A judge on Friday granted a motion by the Philadelphia District Attorney’s Office to revoke bail for a North Philadelphia man in an illegal-gun-possession case that preceded his arrest last month in a shooting that critically injured an 11-month-old boy in Hunting Park.
Francisco Ortiz, 29, is charged with attempted murder, aggravated assault, and related offenses in the Oct. 19 shooting of Yazeem Jenkins, who was in a car with his father and stepmother. Police have also said that Ortiz supplied an assault rifle used by another man in a shooting the next day that killed 2-year-old Nikolette Rivera in Kensington.
Given Ortiz’s arrest in Yazeem’s shooting, and the fact that he spent 10 years in state prison on two illegal-gun-possession cases as an adult, Common Pleas Court Judge Zachary Shaffer on Friday granted a motion by Assistant District Attorney Jeff Hojnowski to revoke bail in a July gun-possession case in which Ortiz faces trial.
Hojnowski told the judge that Yazeem is “in very, very critical condition” at Children’s Hospital of Philadelphia, and that authorities had interviewed an eyewitness to the shooting.
Defense attorney Timothy Tarpey contended that the bail revocation request was “unnecessary,” given that bail has been denied for Ortiz in the child’s shooting.
Ortiz was arrested twice in 2008 on gun-possession charges when he was 18. He pleaded guilty in both cases and was sentenced in 2009 by then-Common Pleas Court Judge Ellen Ceisler to five to 10 years behind bars. He served the maximum 10-year sentence and was released in April.
Three months later, on July 13, Ortiz was arrested again on illegal-gun-possession charges. His bail was originally set by Magistrate Sheila Bedford at $100,000, but after his preliminary hearing July 30 — in which Ortiz was held for trial on three gun-violation charges — Municipal Court Judge Craig Washington granted a motion by public defender Megan Helfrich to reduce his bail.
Helfrich asked the judge to reduce bail to the guideline range of $3,000 to $12,000 because, she said, Ortiz did not use the gun he had on him in July.
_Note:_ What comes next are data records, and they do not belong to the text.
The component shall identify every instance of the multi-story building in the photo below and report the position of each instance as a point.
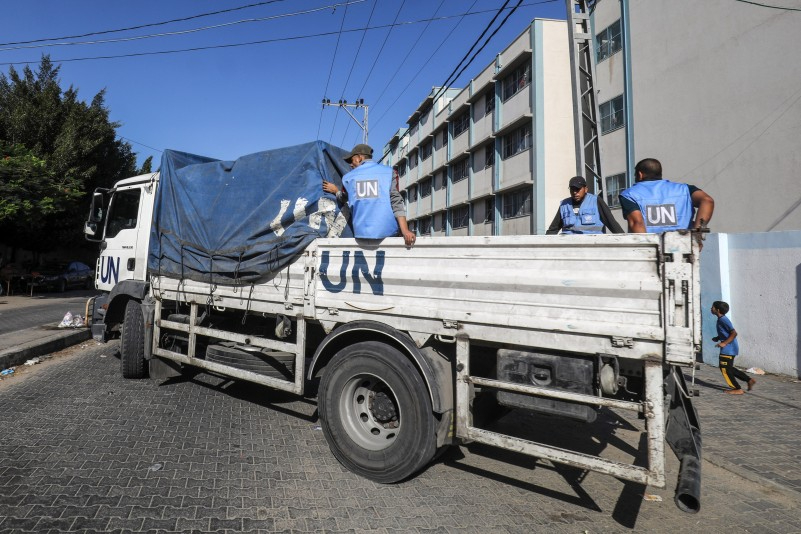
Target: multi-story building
(495, 157)
(711, 89)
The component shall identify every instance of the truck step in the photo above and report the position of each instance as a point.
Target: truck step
(275, 364)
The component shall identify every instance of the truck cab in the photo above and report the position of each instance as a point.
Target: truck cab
(119, 220)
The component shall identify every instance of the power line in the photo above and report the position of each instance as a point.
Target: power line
(333, 59)
(769, 6)
(138, 143)
(419, 70)
(450, 79)
(350, 72)
(263, 41)
(185, 32)
(408, 54)
(150, 25)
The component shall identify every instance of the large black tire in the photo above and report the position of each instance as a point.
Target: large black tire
(132, 342)
(275, 364)
(376, 412)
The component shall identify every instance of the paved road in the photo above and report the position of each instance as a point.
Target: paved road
(20, 311)
(81, 449)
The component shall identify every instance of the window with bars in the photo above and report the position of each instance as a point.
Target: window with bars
(489, 155)
(460, 124)
(489, 209)
(608, 41)
(517, 141)
(489, 102)
(425, 226)
(425, 188)
(460, 216)
(516, 204)
(516, 82)
(612, 116)
(614, 185)
(460, 170)
(425, 151)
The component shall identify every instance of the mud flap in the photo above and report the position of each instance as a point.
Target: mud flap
(683, 434)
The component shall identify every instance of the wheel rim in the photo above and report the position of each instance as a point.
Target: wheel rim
(370, 412)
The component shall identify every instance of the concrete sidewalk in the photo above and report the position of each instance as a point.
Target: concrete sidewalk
(18, 347)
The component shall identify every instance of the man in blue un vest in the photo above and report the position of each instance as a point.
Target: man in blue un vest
(653, 205)
(583, 213)
(371, 190)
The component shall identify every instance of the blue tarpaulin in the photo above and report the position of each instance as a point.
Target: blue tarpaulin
(228, 222)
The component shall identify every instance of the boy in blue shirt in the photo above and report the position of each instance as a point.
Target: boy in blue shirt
(729, 348)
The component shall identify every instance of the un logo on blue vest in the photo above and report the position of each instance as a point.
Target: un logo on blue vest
(367, 189)
(661, 215)
(360, 270)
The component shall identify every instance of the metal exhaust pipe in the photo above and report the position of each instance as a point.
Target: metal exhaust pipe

Assistant District Attorney Danielle Derohannesian said if the judge were “so inclined to lower” bail, her office “would object to the bail being lower than $50,000,” according to the hearing transcript.
After Washington agreed to reduce the bail to $50,000, Ortiz was released from a city jail that day, after a bondsman posted a surety bond for the full amount of his bail.
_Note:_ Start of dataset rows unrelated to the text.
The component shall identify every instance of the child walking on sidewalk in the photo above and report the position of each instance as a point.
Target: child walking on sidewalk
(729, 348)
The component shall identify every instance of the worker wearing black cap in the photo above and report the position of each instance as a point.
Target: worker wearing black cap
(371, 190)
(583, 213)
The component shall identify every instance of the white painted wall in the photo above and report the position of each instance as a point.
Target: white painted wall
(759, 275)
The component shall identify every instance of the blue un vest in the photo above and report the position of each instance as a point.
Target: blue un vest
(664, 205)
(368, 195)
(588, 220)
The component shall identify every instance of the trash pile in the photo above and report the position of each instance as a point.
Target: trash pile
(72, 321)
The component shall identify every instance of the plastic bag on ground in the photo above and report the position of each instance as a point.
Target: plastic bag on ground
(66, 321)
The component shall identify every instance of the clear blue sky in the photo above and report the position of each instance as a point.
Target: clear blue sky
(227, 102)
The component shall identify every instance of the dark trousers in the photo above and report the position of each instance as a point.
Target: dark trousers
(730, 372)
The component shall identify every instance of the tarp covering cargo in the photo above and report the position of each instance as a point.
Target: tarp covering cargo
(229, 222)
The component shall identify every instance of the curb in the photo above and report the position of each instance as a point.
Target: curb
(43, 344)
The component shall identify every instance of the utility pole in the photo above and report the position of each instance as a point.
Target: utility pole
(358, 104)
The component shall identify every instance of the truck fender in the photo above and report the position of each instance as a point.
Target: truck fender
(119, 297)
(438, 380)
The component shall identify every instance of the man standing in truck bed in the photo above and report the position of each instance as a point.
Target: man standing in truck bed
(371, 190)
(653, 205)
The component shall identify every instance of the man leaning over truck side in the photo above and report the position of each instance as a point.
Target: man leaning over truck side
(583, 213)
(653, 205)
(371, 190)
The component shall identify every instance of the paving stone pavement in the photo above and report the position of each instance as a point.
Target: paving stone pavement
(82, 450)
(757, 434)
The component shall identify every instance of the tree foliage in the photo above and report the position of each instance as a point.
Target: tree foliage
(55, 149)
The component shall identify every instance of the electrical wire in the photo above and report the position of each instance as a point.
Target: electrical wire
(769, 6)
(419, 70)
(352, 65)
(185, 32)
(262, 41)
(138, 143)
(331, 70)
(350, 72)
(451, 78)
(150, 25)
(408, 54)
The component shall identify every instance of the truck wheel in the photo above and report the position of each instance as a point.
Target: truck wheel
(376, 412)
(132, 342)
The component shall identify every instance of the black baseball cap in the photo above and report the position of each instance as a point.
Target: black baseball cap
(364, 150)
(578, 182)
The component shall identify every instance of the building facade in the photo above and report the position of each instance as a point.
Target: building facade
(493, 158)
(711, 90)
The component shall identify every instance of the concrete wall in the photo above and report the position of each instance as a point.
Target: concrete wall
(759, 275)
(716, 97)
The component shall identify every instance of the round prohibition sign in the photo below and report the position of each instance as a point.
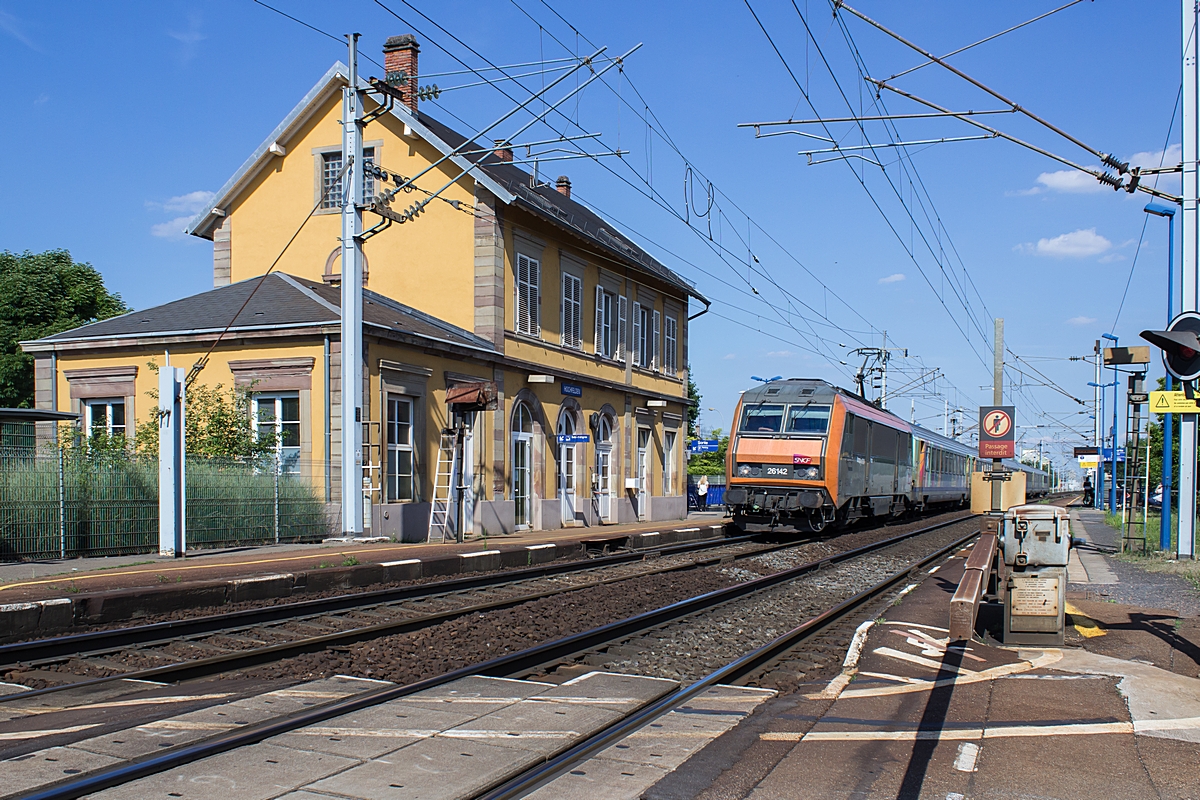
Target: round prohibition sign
(997, 423)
Ortiz has a lengthy criminal history starting when he was arrested at age 10 in 2001, on weapon possession and criminal mischief charges, and was adjudicated delinquent later that year, according to juvenile records obtained by The Inquirer. As a juvenile, he was arrested six more times, and was in and out of juvenile detention facilities. In addition to his weapon-possession case, he was adjudicated delinquent in two criminal-trespass cases when he was 12 and 14, and for a felony escape that occurred when he was 14.